Culture war conversations often end with a verse from Leviticus, the old testament book of laws. After the verse has been quoted, it does no good to point out that the implied solution is impractical or unfair or causes needless suffering. God has given his command and we should be carrying it out, whether it makes sense to us or not.
Strangely, though, the economic parts of Leviticus aren’t quoted with the same air of ultimate authority. If they were, Biblical literalists might have to become radicals rather than reactionaries.

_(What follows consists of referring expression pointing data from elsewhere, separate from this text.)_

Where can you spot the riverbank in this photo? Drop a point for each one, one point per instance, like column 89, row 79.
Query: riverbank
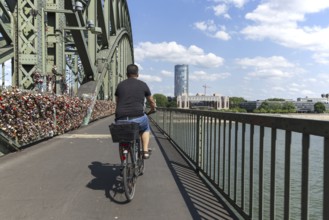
column 312, row 116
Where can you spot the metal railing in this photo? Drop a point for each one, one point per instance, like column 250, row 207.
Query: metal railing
column 266, row 167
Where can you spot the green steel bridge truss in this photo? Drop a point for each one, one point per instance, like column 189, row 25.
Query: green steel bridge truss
column 86, row 44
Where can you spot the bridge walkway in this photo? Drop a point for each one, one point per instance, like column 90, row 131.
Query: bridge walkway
column 75, row 176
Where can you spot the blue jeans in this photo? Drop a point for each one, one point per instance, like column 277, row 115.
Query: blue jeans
column 142, row 121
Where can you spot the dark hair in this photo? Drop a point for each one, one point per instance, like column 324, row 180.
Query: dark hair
column 132, row 69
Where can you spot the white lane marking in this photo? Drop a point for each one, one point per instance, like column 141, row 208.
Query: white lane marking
column 87, row 136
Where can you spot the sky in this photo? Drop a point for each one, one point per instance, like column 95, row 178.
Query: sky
column 255, row 49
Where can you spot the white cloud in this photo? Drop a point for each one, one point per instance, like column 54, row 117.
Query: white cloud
column 284, row 22
column 176, row 53
column 149, row 78
column 206, row 26
column 220, row 10
column 322, row 58
column 202, row 75
column 222, row 35
column 236, row 3
column 210, row 29
column 268, row 67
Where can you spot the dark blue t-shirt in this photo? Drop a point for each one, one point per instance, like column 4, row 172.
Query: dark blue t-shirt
column 131, row 95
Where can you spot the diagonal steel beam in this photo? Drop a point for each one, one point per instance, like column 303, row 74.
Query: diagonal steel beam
column 102, row 24
column 4, row 32
column 73, row 20
column 11, row 4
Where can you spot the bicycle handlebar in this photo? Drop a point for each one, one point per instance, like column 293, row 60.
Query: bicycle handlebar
column 151, row 112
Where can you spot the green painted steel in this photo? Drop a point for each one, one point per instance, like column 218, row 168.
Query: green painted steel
column 76, row 47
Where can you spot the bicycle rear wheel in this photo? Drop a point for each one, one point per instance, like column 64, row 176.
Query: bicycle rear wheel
column 129, row 179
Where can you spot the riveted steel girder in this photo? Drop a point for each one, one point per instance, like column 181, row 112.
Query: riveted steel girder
column 91, row 44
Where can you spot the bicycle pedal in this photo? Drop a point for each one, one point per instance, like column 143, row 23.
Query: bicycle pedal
column 119, row 178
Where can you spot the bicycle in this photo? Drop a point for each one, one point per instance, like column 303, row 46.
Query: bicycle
column 131, row 154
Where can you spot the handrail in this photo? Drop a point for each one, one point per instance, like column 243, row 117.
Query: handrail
column 265, row 166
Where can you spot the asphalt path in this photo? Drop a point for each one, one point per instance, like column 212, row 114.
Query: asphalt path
column 76, row 176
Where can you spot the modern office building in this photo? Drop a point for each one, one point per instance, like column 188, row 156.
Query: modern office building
column 181, row 79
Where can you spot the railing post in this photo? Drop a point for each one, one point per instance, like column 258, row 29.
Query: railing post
column 170, row 123
column 325, row 179
column 198, row 142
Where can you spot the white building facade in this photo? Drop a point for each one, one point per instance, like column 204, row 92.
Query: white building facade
column 203, row 102
column 181, row 79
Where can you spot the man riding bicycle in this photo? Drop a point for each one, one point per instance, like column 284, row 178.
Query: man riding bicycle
column 130, row 98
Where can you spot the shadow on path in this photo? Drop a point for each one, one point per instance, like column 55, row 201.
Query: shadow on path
column 107, row 178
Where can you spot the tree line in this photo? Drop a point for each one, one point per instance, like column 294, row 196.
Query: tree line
column 272, row 105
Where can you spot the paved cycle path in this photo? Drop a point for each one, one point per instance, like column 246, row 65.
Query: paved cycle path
column 75, row 176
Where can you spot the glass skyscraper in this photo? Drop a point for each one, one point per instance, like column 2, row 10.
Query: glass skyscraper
column 181, row 79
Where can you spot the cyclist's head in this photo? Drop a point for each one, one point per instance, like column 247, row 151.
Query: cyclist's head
column 132, row 70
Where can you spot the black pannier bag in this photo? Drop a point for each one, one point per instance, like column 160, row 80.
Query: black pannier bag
column 124, row 131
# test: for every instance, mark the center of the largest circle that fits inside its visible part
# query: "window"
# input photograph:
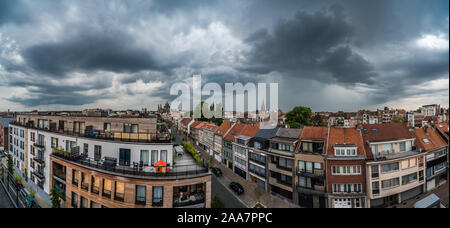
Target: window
(130, 128)
(119, 191)
(97, 153)
(144, 157)
(157, 196)
(95, 205)
(54, 142)
(95, 185)
(386, 168)
(409, 178)
(107, 188)
(154, 157)
(86, 148)
(74, 200)
(107, 127)
(84, 182)
(390, 183)
(164, 155)
(388, 148)
(84, 202)
(410, 163)
(375, 188)
(305, 182)
(402, 146)
(140, 195)
(75, 177)
(307, 147)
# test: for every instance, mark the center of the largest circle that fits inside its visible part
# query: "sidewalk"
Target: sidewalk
(253, 193)
(441, 192)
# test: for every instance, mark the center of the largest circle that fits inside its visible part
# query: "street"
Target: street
(225, 194)
(4, 201)
(231, 200)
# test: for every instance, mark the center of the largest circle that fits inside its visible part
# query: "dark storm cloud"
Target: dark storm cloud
(13, 11)
(92, 51)
(317, 42)
(68, 98)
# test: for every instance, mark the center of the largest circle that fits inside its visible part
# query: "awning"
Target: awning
(160, 163)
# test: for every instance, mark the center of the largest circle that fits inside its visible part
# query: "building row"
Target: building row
(105, 162)
(372, 165)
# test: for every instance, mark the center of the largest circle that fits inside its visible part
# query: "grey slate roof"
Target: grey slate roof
(6, 121)
(289, 133)
(267, 133)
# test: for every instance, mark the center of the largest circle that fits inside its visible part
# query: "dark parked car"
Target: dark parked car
(217, 171)
(236, 187)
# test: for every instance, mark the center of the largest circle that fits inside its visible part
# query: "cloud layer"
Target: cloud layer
(126, 54)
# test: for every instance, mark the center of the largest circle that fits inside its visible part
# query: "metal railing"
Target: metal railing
(103, 135)
(171, 171)
(16, 192)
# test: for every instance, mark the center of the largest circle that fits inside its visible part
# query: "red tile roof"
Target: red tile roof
(442, 127)
(249, 130)
(211, 127)
(386, 132)
(435, 140)
(224, 128)
(347, 136)
(198, 124)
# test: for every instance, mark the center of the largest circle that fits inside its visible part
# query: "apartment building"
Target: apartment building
(310, 168)
(281, 163)
(207, 137)
(102, 167)
(240, 149)
(18, 148)
(429, 140)
(258, 156)
(227, 147)
(4, 129)
(431, 110)
(345, 169)
(395, 166)
(223, 129)
(195, 131)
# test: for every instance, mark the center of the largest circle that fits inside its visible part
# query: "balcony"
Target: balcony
(39, 145)
(318, 174)
(316, 190)
(102, 135)
(38, 174)
(190, 201)
(40, 161)
(170, 172)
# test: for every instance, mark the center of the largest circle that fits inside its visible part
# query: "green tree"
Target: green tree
(299, 116)
(398, 119)
(317, 120)
(10, 164)
(55, 197)
(217, 202)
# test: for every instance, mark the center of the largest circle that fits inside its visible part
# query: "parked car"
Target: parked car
(236, 187)
(217, 171)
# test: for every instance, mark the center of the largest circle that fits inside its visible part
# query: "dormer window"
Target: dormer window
(350, 151)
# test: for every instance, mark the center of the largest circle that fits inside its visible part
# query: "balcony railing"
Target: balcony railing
(173, 171)
(39, 160)
(316, 190)
(39, 175)
(99, 134)
(319, 174)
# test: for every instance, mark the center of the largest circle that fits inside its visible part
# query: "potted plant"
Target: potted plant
(17, 181)
(31, 197)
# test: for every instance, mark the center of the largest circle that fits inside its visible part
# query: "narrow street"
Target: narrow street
(4, 200)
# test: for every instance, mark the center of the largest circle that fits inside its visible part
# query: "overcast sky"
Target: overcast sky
(327, 55)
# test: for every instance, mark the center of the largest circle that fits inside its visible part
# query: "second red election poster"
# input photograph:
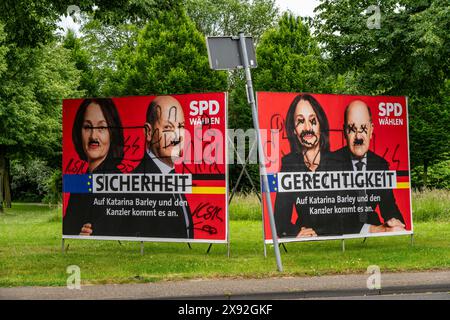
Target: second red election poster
(337, 165)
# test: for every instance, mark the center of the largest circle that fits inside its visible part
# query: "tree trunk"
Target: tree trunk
(2, 177)
(7, 185)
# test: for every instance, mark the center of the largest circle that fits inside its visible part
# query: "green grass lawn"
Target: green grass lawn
(30, 252)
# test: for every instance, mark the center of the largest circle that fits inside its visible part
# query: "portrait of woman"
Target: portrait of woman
(97, 136)
(307, 130)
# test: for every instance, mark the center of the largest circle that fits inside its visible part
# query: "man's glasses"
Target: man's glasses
(90, 129)
(352, 128)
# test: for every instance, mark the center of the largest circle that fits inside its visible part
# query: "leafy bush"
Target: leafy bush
(438, 176)
(35, 181)
(53, 188)
(28, 179)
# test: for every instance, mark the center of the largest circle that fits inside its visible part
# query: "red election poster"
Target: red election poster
(146, 168)
(337, 165)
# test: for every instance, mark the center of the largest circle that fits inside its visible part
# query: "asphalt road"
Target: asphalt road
(420, 285)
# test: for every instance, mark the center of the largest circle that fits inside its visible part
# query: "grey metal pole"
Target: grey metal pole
(252, 102)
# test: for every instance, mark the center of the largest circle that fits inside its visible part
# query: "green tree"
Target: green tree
(289, 59)
(229, 17)
(170, 57)
(407, 54)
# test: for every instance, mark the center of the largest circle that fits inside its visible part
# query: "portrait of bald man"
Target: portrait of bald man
(356, 156)
(164, 136)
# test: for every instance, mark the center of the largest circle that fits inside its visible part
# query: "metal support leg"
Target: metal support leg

For example, when vulture capitalists ruin towns by closing factories and shipping jobs overseas, someone might quote Leviticus 19:9-10, which clearly denounces business practices that wring out every last dime of profit.
When you reap the harvest of your land, do not reap to the very edges of your field or gather the gleanings of your harvest. Do not go over your vineyard a second time or pick up the grapes that have fallen. Leave them for the poor and the foreigner.
The foreigner? You mean, like, illegal aliens? Could be. Leviticus 19:33-34 says:
When a foreigner resides among you in your land, do not mistreat them. The foreigner residing among you must be treated as your native-born. Love them as yourself, for you were foreigners in Egypt.
It doesn’t say anything about a green card, it just says “resides among you in your land”. (Don’t argue with me, argue with God. I’m just reading literally.)